The innovative design for a temporary structure — that could serve as Christchurch’s cathedral for several years — was unveiled yesterday.
Christchurch leaders have revealed the unconventional design they want to use for the city’s temporary Cathedral and it is made out of cardboard.
They hope to have it built by the first anniversary of this year’s major earthquake.
The design has been presented by Japanese architect Shigeru Ban, who is known for building temporary structures after natural disasters.
A church he built in Kobe, Japan, after the 1995 earthquake served the Catholic community there for eleven years.
Christchurch’s temporary Cathedral would be built from a combination of reinforced, waterproofed cardboard and shipping containers. This would allow it to be easily relocated or recycled once the permanent church is completed.
Mr Ban’s design, which he hopes to build with the help of local students, has got church and city leaders excited.

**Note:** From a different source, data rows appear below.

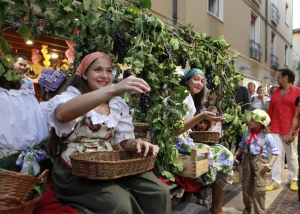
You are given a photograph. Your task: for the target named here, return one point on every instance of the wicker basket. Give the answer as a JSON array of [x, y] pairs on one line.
[[19, 185], [13, 205], [103, 165], [140, 127], [205, 136]]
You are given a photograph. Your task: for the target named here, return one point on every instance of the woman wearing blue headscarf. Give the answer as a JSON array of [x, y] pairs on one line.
[[220, 174]]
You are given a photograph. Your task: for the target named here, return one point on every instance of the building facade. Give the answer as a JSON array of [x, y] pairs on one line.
[[260, 30]]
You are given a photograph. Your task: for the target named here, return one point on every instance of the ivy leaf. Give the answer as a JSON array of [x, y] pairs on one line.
[[71, 15], [104, 26], [174, 43], [132, 10], [138, 22], [4, 45], [68, 9], [87, 4], [24, 31], [146, 4]]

Reverend Peter Beck, the ChristChurch Cathedral dean, says the design has a nice feel about it.
“It’s almost tent-like, and I like the idea of pitching our tent,” says Mr Beck. “It’s a very Christian concept actually; pitching our tent in the middle of the city. It’s almost got a marae essence about it too.”
Christchurch mayor Bob Parker says the design is a physical way of showing hope.
“It could be a multi-purpose space too, so that it might actually help us with orchestras, choirs, and other things.”
Mr Ban says although they are not meant to be permanent, his cardboard designs are built to last.
“Even the building made in paper can be permanent, as long as people love it.”
The church and the council are still searching for a suitable location for the temporary church.
At an estimated cost of $4 million, even cardboard does not come cheap.